Lebanese and Palestinian authorities tried to pin the murder on the Israeli Mossad, claiming an Israeli reconnaissance aircraft had hovered overhead at the time and directed an electronic beam to detonate the bomb car. But then, the episode appears to have died down.
But not, according to debkafile‘s counter-terror sources, for al Qaeda.
Some 20 months later, on January 15, 2005, an unusual al Qaeda communique appeared on various jihadist websites asserting that an exhaustive probe conducted into the murder of “our brother Muhammed Al Masri” had elicited ironclad proof of an assassination conspiracy by Lebanese domestic security service and the Fatah’s Ein Hilweh command. The former was said to have provided the bomb vehicle, while Fatah smuggled it into the camp and parked it along al Masri’s route from mosque to store, detonating it by remote control.
Having assigned guilt, the al Qaeda statement added, “We warn Fatah-Lebanon that we intend very soon to avenge the blood of our brother Al Masri.
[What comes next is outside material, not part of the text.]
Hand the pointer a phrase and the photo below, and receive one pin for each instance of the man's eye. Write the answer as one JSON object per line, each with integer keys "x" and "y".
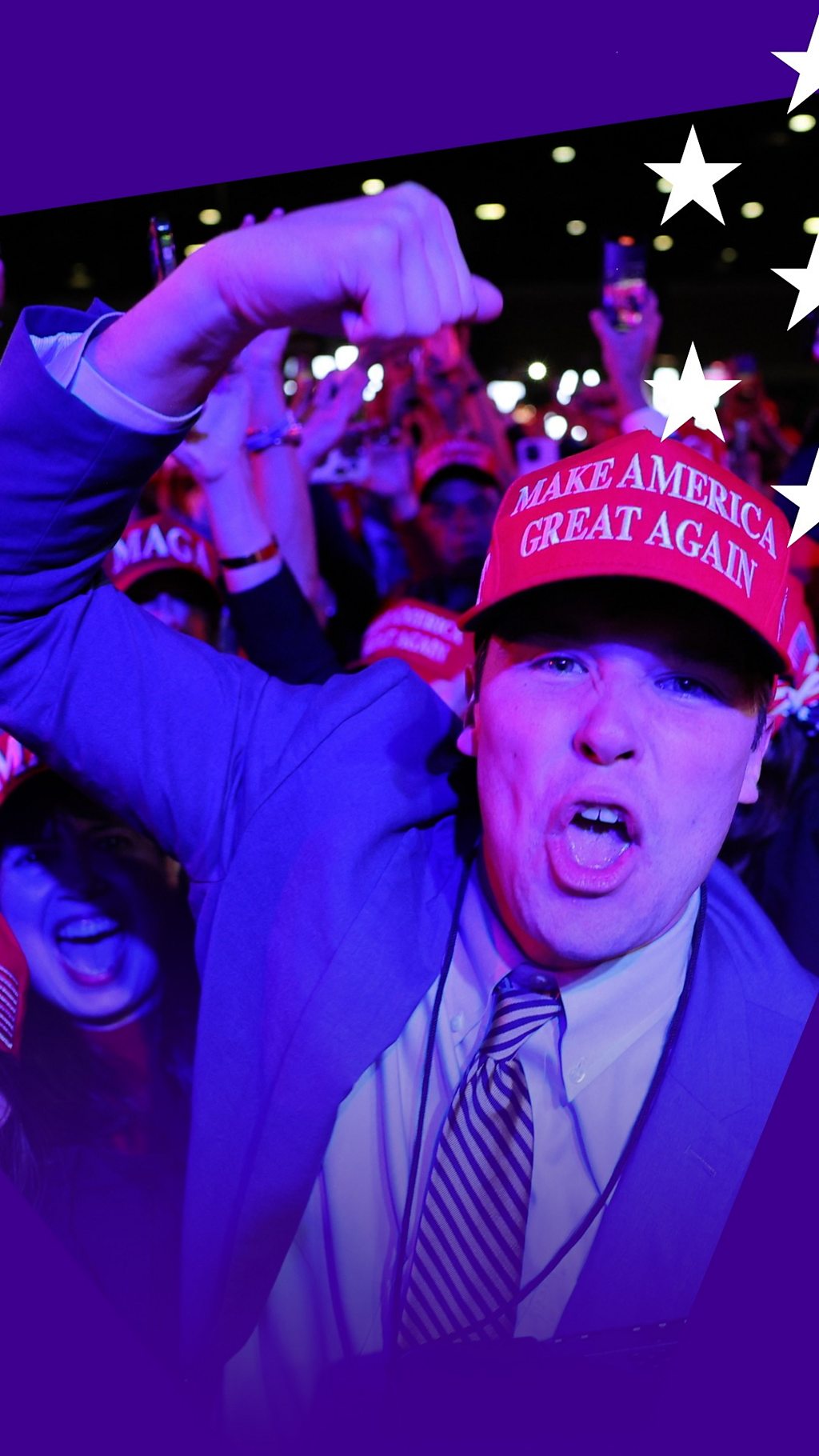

This warning is addressed to the entire Fatah command and leadership hierarchy in Lebanon – from the highest to the lowest commander.
debkafile‘s terrorism experts name the top Fatah commander in Lebanon as Sultan Abu Al Aynayn, who operates a command base in Ein Hilweh.
They note that the al Qaeda communique is unprecedented because of three ground-breaking features:
1. Osama bin Laden’s organization has never before publicly announced an inquiry into the death or capture of any of its people – and certainly not its findings.
2. Al Qaeda has never openly admitted to operating in Lebanon, nor was Al Masri ever named as one of its own. This was also the organization’s first claim of a foothold in a Palestinian refugee camp anywhere.
3. Al Qaeda has never before sworn to avenge the loss of any of its top men; nor threatened openly to liquidate the leaders of a fellow terrorist or Muslim organization.
The statement is therefore taken as a declaration of war by the global jihadist al Qaeda on the Palestinian Fatah for control of Ein Hilweh, a strategic location commanding South Lebanon’s Mediterranean coast. It was issued the day that the new Fatah leader Mahmoud Abbas was sworn in to take Arafat’s place in Ramallah. Abbas faces the challenge of asserting his leadership over all parts of the Fatah movement, from the outlawed factions in Lebanon to the violent Al Aqsa Martyrs (Suicide) Brigades and Tanzim arms rampant in the West Bank and Gaza Strip. Failure to do so will seriously undermine his authority and destabilize his regime.